Remove Rows with Non-Numeric Characters in R (Example)

 

This tutorial demonstrates how to drop data frame rows with non-numeric characters in a certain column in the R programming language.

Table of contents:

Let’s just jump right in!

 

Creation of Example Data

First, let’s create some example data:

data <- data.frame(x1 = c(1:3, "x", 2:1, "y", "x"),  # Create example data frame
                   x2 = 18:11)
data                                                 # Print example data frame

 

table 1 data frame remove rows non numeric characters r

 

Table 1 illustrates the output of the RStudio console that has been returned after executing the previous R code and shows that the example data is made up of eight rows and two columns.

 

Example: Keep Only Rows with Numbers in Certain Column Using as.numeric() & is.na() Functions

This example illustrates how to delete all rows where a specific column contains non-numeric values.

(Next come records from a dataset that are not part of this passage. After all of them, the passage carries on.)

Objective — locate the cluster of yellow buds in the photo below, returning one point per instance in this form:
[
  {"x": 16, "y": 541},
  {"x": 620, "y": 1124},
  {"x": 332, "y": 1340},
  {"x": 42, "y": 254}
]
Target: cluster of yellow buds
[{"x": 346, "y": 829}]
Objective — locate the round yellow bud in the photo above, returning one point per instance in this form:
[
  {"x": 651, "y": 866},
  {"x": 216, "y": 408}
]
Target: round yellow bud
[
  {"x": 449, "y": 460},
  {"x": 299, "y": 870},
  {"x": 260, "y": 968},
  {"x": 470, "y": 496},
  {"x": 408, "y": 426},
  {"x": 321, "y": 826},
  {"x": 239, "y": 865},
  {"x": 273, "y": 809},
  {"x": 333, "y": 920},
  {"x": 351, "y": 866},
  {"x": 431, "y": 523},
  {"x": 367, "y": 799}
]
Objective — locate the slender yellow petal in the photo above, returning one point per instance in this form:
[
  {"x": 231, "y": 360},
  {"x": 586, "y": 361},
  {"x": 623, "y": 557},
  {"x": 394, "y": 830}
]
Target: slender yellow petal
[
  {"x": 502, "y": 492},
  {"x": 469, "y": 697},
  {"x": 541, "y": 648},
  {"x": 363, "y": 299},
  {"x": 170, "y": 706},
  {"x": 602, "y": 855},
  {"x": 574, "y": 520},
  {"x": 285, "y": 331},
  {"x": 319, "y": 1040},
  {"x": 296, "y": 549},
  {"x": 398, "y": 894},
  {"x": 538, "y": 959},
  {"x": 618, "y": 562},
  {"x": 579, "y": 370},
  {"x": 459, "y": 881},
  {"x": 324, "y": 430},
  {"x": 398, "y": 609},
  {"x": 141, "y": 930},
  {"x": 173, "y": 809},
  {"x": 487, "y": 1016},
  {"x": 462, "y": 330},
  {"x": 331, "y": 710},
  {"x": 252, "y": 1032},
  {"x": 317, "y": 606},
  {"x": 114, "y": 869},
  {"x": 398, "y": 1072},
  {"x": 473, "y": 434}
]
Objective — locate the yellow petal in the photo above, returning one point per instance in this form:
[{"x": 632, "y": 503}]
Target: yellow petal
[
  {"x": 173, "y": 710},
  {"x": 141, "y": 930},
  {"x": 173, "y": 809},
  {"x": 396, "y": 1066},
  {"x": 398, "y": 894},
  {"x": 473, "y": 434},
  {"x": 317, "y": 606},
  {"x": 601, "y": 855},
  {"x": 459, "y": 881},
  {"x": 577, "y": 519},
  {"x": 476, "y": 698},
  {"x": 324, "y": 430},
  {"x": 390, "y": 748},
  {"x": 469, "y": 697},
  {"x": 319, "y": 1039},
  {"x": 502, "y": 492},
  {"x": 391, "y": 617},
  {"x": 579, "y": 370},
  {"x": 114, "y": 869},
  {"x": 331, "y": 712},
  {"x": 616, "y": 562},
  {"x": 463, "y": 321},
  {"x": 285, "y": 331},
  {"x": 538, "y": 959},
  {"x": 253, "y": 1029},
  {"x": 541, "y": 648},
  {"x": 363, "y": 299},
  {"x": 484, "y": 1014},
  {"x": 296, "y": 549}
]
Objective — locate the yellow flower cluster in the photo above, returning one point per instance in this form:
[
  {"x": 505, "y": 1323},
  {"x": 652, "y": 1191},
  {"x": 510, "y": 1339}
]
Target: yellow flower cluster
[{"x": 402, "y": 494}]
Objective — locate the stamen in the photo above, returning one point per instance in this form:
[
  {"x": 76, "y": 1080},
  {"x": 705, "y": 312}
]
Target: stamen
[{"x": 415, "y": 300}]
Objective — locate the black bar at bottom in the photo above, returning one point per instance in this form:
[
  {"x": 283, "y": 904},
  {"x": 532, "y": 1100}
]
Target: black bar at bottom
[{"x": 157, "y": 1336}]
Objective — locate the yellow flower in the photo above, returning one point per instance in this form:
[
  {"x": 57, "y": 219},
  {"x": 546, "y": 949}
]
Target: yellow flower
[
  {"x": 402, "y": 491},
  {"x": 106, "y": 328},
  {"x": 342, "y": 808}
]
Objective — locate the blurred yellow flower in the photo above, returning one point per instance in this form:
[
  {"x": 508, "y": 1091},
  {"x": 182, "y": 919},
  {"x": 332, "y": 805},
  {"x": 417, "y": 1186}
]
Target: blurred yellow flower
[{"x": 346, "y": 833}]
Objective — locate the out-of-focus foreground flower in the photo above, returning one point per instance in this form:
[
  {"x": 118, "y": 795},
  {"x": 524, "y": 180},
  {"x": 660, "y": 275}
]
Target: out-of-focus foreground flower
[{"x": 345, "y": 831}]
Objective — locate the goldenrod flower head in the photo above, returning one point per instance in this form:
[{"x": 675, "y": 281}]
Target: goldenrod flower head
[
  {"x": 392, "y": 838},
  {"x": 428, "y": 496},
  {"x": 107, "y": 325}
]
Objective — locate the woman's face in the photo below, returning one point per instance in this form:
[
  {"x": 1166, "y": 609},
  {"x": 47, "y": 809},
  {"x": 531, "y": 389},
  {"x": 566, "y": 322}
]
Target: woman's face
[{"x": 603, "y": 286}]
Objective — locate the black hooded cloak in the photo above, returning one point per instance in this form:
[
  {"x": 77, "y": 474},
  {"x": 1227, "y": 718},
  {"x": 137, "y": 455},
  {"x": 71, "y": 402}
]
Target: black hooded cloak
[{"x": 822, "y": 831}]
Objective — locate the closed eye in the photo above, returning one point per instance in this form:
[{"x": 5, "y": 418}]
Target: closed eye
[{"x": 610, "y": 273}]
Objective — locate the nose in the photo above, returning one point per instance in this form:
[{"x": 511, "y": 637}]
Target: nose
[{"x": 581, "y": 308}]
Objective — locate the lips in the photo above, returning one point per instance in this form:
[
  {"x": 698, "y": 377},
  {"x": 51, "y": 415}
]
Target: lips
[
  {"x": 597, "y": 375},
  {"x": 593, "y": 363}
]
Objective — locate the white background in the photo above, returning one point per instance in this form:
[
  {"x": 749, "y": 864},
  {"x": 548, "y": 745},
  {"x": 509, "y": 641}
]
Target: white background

For this task, we can apply the as.numeric and is.na functions as shown below:

data_new <- data[!is.na(as.numeric(data$x1)), ]      # Delete rows
data_new                                             # Print data frame subset

 

table 2 data frame remove rows non numeric characters r

 

As shown in Table 2, we have created a new data frame subset by executing the previous R programming code. This subset contains only those rows where the column x1 contained numeric values.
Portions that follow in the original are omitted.